Following my good start at Dunstanburgh and my disappointment at finding the southern walls covered with scaffolding, the discovery of this wonderful old bathing house in it’s commanding position above the rocks at Howick was a great bonus.
The low morning light added a warm glow to the rocks and I was interested in the way the water was swirling into pools cut by the wave action.
There is a spot near here that is marked as “Rumbling Kern” on the maps, as is often the case without local knowledge it is difficult to be sure which feature in the landscape had this evocative name but the sea certainly lent it’s power to the scene.
As the day drew to a close, and realising that Lindisfarne lacked atmosphere on this occasion I decided to return to Howick to explore a little more.

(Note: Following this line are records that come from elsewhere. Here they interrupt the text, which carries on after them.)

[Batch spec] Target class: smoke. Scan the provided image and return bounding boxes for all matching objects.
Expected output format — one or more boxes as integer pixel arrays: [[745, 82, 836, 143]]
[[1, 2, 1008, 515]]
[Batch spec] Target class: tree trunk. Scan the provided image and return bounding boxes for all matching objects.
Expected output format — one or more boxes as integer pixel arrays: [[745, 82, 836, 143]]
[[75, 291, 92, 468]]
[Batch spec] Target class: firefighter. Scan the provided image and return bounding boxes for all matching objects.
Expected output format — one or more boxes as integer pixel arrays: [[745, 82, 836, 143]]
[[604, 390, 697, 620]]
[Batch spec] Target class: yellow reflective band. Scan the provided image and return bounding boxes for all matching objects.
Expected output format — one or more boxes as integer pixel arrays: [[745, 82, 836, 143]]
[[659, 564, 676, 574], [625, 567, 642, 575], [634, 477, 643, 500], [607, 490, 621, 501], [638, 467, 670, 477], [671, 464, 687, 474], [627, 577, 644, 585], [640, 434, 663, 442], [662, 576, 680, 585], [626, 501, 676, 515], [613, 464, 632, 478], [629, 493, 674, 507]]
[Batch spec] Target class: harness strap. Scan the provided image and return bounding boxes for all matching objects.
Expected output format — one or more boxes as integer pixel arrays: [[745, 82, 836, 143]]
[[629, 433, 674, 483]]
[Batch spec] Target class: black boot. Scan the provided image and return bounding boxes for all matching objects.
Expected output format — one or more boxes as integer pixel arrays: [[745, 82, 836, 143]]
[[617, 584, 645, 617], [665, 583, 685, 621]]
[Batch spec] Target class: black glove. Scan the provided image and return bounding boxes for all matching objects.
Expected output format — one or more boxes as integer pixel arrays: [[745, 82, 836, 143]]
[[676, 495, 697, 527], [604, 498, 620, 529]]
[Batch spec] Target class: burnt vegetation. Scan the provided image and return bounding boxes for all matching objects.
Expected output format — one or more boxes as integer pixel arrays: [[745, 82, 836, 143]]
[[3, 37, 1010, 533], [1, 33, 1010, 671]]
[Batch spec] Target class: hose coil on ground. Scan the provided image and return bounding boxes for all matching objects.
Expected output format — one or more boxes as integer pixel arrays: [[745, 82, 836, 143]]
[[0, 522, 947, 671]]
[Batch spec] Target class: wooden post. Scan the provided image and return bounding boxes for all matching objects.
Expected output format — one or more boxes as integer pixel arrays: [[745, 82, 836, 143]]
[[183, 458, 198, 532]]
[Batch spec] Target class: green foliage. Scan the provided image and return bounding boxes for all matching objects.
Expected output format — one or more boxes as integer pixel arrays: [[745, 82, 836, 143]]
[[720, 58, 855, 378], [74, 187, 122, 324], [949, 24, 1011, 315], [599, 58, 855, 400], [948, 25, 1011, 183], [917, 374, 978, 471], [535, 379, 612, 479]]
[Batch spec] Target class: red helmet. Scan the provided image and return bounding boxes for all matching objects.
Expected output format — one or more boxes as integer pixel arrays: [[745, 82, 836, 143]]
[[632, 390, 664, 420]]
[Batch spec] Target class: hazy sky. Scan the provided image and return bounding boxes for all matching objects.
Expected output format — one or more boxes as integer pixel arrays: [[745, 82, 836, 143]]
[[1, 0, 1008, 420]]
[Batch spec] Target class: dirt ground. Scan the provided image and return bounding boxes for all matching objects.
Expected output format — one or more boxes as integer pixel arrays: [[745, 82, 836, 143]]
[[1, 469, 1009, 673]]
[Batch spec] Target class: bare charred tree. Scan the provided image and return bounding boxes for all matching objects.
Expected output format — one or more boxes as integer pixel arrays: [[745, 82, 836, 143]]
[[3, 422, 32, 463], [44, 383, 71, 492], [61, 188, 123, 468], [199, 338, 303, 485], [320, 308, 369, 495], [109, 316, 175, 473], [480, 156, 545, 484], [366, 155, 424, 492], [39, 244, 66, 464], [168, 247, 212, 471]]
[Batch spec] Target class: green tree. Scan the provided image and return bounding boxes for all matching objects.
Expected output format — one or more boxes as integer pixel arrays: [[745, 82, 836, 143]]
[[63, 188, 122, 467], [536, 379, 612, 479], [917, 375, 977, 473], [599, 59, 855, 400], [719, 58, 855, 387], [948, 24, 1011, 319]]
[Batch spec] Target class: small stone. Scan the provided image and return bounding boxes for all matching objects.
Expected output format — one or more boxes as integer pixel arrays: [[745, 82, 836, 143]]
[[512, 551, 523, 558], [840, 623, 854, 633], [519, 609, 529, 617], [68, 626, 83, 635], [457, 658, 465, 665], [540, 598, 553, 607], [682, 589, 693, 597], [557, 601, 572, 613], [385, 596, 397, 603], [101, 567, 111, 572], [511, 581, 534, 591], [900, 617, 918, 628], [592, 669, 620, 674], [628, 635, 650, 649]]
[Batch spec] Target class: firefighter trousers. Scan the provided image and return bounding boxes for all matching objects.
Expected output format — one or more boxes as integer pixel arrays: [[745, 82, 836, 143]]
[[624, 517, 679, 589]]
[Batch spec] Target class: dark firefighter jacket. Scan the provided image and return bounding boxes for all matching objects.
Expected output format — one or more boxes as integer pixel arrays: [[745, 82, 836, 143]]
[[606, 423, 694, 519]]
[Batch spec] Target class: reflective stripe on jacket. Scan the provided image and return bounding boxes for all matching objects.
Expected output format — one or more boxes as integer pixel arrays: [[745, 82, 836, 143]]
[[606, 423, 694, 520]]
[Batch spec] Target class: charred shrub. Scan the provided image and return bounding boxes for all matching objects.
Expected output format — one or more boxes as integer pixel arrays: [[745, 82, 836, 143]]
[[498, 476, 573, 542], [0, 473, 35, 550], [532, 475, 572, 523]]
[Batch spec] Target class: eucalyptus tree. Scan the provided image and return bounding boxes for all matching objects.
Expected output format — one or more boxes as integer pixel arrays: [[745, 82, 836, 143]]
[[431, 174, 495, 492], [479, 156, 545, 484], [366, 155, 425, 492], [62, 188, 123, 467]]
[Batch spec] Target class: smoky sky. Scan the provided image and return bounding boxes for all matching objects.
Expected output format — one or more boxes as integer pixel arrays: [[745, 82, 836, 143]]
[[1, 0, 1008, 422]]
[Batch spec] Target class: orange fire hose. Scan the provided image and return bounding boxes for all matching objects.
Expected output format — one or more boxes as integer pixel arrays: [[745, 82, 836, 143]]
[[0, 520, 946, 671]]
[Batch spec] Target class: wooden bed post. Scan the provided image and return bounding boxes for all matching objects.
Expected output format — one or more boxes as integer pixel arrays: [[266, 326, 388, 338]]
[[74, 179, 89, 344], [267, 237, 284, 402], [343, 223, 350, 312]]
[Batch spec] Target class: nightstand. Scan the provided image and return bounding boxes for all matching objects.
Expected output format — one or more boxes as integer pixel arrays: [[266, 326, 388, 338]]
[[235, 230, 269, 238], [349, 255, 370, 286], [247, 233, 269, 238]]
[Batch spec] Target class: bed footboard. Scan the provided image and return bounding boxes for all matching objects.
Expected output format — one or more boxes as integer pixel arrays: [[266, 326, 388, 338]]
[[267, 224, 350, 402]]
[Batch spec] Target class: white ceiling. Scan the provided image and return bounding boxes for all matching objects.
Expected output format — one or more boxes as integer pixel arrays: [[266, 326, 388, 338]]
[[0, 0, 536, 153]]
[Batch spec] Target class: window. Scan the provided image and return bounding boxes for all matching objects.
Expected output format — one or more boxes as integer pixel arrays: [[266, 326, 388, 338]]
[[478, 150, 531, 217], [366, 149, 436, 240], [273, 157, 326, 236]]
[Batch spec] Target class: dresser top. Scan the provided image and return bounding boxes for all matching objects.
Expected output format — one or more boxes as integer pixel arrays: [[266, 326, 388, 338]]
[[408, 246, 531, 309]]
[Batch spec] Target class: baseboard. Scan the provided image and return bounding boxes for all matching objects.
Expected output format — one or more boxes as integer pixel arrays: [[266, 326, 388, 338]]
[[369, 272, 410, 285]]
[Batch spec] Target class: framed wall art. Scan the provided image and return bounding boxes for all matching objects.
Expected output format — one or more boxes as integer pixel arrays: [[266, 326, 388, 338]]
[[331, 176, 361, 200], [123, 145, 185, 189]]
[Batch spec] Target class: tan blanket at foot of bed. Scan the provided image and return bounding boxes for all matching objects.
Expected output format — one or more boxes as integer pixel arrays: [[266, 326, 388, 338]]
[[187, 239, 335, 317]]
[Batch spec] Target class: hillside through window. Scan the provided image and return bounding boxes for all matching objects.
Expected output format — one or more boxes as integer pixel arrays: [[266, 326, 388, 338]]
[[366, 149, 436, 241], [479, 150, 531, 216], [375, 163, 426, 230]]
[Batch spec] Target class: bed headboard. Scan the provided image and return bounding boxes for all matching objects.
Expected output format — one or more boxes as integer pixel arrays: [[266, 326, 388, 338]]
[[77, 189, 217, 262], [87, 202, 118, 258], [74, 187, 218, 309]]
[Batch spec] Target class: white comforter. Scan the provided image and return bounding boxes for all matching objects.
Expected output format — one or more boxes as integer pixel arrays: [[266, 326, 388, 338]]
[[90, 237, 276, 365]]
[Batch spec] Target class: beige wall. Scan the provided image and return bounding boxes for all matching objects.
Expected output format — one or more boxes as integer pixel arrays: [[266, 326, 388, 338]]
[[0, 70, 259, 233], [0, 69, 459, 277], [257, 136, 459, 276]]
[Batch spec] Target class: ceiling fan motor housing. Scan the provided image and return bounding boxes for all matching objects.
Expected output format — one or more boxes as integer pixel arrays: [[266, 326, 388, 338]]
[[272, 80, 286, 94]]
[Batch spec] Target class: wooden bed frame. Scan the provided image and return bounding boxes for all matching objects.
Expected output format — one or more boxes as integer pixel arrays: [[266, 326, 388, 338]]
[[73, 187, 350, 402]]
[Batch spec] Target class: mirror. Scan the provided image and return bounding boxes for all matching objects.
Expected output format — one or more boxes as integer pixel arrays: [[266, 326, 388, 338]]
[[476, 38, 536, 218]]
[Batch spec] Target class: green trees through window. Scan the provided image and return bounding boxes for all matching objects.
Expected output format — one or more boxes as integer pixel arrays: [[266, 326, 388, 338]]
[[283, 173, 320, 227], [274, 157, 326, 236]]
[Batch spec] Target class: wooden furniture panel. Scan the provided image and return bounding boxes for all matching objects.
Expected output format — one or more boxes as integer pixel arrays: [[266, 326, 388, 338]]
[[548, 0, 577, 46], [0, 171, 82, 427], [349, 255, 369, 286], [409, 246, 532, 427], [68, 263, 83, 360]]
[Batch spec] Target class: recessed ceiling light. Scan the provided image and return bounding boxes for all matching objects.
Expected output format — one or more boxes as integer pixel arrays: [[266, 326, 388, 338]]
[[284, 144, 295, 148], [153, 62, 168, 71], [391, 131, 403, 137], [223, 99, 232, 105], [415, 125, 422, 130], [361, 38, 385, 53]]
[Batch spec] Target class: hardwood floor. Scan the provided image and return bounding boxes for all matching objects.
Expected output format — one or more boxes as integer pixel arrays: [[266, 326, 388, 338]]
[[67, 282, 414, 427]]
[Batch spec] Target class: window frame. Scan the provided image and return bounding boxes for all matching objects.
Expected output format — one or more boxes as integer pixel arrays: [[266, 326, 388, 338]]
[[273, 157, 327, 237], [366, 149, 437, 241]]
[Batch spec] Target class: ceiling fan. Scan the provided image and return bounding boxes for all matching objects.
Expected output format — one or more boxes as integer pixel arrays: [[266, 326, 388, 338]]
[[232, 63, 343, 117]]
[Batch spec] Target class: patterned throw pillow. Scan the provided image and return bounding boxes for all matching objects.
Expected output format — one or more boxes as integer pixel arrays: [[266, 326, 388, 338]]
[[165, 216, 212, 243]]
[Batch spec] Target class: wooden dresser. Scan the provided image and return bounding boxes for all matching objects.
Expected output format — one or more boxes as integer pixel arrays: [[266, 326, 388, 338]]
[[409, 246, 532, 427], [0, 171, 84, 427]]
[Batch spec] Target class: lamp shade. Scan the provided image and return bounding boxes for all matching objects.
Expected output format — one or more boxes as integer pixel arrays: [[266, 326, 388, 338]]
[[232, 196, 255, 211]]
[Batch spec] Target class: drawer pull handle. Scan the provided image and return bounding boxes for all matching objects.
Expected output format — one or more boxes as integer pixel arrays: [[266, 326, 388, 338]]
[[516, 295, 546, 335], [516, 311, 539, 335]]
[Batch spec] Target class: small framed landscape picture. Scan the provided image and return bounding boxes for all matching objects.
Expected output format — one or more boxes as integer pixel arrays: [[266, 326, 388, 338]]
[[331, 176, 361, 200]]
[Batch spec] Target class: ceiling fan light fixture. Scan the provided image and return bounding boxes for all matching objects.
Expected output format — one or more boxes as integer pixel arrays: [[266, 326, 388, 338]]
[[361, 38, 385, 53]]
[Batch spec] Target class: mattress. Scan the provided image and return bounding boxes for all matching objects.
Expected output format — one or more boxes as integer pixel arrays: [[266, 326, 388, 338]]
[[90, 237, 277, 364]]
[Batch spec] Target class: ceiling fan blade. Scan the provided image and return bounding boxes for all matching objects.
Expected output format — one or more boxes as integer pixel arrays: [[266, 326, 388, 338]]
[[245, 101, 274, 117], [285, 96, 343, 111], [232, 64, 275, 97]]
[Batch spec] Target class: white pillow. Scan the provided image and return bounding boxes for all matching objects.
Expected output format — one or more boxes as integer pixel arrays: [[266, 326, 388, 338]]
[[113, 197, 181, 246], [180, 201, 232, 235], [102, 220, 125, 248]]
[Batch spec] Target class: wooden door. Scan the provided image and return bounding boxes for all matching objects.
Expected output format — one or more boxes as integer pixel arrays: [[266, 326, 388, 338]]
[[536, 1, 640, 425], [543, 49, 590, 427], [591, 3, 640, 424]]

Sadly, one thing I found was evidence of the terrible storms that had so recently hit the seal colony on the Farne Islands.
When I first saw this seal pup on the shore I thought it was just resting and it’s mother would be somewhere in the area. I was surprised to see it on the mainland but moved on so as not to disturb it.
When I returned a while later, it’s body was being thrown about on the rocks by the waves and I realised that it was actually a victim of the storms.
I took a couple of photos as I’d never actually been this close to a seal before and then dragged it’s body back into the ebbing tide to let the sea look after it’s own.
As the sun went down I found myself in almost the same spot I had photographed earlier and got one of my favourite shots of the day.